Today The Washington Post was forced to issue a correction in an article about Ron DeSantis. The correction came after WaPo reported that DeSantis had signed a budget of $101.5 billion.
As reported by multiple outlets and on Florida's website, the budget was $109.9 billion.
Florida Press Secretary Christina Pushaw first called out WaPo in a series of tweets highlighting multiple inaccuracies in their reporting.
In addition to the obviously biased framing here, @washingtonpost AGAIN made a factual error that is easily checked. The FY 22-23 budget recently signed by @GovRonDeSantis is NOT $101.5 billion. It's easy to find the actual number. 30 seconds on Google. What are reporters for? pic.twitter.com/YeZJ4QQOVT
— Christina Pushaw ? ?? (@ChristinaPushaw) June 6, 2022
"In addition to the obviously biased framing here, @washingtonpost AGAIN made a factual error that is easily checked. The FY 22-23 budget recently signed by @GovRonDeSantis is NOT $101.5 billion. It's easy to find the actual number. 30 seconds on Google. What are reporters for?" Pushaw tweeted.
Pushaw ended her Twitter thread by highlighting that the Washington Post lied about Ron DeSantis denying medicaid coverage to people who identify as transgender.

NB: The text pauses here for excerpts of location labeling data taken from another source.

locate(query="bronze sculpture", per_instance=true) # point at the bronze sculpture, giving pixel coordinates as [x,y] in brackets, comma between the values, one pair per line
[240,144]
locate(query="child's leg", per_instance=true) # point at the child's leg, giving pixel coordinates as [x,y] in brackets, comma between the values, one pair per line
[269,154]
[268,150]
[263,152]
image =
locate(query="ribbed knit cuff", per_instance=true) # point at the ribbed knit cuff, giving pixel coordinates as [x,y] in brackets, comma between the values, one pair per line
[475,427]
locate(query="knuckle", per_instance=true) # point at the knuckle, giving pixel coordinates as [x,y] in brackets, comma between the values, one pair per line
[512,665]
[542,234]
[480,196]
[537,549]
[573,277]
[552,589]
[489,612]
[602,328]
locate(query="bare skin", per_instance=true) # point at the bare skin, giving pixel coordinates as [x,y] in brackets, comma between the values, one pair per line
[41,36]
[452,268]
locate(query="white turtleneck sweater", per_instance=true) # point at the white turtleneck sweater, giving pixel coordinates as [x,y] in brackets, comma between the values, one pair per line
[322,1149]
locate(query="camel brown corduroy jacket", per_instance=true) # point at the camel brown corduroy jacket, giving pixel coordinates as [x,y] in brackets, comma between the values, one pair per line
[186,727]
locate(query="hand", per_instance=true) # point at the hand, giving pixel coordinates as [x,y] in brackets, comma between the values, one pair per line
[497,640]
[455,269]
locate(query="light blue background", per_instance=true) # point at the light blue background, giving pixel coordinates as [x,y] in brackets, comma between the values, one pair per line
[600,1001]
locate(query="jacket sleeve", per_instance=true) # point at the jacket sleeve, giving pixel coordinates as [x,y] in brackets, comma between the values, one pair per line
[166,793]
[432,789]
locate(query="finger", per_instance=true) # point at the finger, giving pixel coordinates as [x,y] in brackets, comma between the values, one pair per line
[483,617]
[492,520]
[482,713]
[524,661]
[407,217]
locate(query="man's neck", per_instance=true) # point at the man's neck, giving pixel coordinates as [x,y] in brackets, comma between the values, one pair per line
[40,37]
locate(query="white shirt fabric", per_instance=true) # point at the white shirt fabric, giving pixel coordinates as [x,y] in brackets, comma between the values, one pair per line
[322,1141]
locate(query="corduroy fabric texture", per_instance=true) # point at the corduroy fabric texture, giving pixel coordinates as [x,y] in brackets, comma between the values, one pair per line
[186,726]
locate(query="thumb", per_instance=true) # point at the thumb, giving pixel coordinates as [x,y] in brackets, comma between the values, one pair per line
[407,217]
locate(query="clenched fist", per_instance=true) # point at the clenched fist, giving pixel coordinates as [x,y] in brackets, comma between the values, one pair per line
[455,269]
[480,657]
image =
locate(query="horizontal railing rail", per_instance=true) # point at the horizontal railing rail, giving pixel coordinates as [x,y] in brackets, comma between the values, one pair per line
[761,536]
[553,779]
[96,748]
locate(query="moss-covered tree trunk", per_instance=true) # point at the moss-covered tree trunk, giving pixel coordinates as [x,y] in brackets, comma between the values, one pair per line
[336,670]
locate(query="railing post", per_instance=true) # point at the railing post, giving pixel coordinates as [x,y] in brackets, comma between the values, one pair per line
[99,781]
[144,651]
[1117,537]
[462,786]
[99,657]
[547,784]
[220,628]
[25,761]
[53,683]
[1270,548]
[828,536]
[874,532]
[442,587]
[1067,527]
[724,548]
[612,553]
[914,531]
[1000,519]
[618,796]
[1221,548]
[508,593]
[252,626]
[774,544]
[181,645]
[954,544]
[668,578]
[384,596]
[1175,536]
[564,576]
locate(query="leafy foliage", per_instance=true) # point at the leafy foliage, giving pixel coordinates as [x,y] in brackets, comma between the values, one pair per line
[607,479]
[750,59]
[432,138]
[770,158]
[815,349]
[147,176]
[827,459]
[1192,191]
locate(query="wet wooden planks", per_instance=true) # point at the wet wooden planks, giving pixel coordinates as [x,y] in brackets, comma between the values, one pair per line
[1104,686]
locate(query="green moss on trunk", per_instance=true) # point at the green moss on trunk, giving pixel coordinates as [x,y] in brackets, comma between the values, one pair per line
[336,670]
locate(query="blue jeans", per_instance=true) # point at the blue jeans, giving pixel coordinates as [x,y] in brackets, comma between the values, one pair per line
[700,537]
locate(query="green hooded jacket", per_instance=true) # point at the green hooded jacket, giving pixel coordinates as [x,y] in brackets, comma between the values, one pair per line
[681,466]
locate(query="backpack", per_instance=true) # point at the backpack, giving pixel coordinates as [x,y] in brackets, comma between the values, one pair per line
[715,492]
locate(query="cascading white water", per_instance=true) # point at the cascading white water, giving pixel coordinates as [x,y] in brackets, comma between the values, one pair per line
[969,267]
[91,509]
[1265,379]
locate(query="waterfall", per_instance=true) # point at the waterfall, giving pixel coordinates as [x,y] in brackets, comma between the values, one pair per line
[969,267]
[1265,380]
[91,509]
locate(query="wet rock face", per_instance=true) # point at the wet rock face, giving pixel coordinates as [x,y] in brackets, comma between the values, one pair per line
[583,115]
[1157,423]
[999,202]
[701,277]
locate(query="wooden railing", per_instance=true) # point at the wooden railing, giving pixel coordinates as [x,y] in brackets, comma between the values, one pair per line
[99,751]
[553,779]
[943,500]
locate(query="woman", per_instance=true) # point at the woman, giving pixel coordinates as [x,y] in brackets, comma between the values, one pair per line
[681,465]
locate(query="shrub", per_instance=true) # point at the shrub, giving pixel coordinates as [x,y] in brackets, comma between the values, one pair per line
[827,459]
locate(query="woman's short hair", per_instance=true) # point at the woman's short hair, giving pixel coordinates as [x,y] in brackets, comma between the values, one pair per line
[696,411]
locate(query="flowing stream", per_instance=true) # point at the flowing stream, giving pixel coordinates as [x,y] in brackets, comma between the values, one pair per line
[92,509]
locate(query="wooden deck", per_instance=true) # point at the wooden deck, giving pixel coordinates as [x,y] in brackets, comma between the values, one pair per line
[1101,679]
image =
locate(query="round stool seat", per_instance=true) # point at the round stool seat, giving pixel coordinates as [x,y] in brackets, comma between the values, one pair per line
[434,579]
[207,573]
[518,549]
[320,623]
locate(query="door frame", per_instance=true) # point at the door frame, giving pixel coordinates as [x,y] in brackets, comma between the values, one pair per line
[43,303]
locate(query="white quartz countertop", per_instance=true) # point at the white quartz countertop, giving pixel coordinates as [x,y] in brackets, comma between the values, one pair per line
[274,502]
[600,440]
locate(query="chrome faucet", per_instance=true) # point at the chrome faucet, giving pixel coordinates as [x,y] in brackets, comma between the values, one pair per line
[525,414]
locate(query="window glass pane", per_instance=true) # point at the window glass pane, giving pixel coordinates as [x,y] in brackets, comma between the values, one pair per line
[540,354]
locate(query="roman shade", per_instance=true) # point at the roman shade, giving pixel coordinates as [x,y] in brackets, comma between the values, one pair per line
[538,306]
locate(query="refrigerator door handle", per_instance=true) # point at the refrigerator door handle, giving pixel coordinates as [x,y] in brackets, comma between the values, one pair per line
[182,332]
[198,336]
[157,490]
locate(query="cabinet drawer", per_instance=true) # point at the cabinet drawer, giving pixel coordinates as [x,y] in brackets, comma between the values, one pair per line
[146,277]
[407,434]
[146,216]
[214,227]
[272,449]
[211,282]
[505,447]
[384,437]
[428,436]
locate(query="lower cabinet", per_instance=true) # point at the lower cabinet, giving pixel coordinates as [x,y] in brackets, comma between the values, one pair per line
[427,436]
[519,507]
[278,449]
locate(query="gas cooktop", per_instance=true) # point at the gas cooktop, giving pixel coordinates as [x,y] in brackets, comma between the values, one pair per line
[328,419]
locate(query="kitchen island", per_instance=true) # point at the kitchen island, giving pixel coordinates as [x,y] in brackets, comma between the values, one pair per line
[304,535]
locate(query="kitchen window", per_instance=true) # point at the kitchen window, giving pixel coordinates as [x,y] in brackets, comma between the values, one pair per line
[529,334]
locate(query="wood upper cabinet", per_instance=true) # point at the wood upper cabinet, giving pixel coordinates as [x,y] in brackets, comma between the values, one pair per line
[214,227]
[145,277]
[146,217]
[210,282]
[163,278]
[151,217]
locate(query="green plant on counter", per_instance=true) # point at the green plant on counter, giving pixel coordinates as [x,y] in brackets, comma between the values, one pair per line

The Washington Post claims that DeSantis' guidance against using Medicaid funds to pay for gender transition surgery issued Thursday "paves the way for DeSantis to enact a rule that would ban Medicaid coverage for transgender people of any age."
This sentence is also patently false. There is nothing to suggest that transgender people could be "banned from Medicaid coverage". Anyone who is eligible for Medicaid, regardless of gender, can use it. But Medicaid should not be used to cover dangerous, unproven interventions pic.twitter.com/0vaepzgqWr
— Christina Pushaw ? ?? (@ChristinaPushaw) June 6, 2022
Pushaw responded, "this sentence is also patently false. There is nothing to suggest that transgender people could be 'banned from Medicaid coverage.' Anyone who is eligible for Medicaid, regardless of gender, can use it. But Medicaid should not be used to cover dangerous, unproven interventions."
The health issue DeSantis released on Thursday referenced a report by the Florida Agency for Health Care Administration that said, "sex reassignment surgery, cross-sex hormones, and puberty blockers – are not consistent with widely accepted professional medical standards and are experimental and investigational with the potential for harmful long term affects."
As The Post Millennial has reported, 'gender-affirming care' is a substitutional euphemism for the specific details of the harmful surgery, hormones, and puberty blockers used in medicalized gender transitions.
Florida Surgeon General Joseph Ladapo called for Medicaid to stop covering medicalized gender transitions last week. Ladapo cited data that shows these procedures have dubious to dangerous long term effects.
WaPo leaped from "medicaid dollars should not be used to pay for gender-affirming care" to DeSantis aimed to deny medicaid for anyone who identities as transgender
WaPo has only corrected the budget error so far.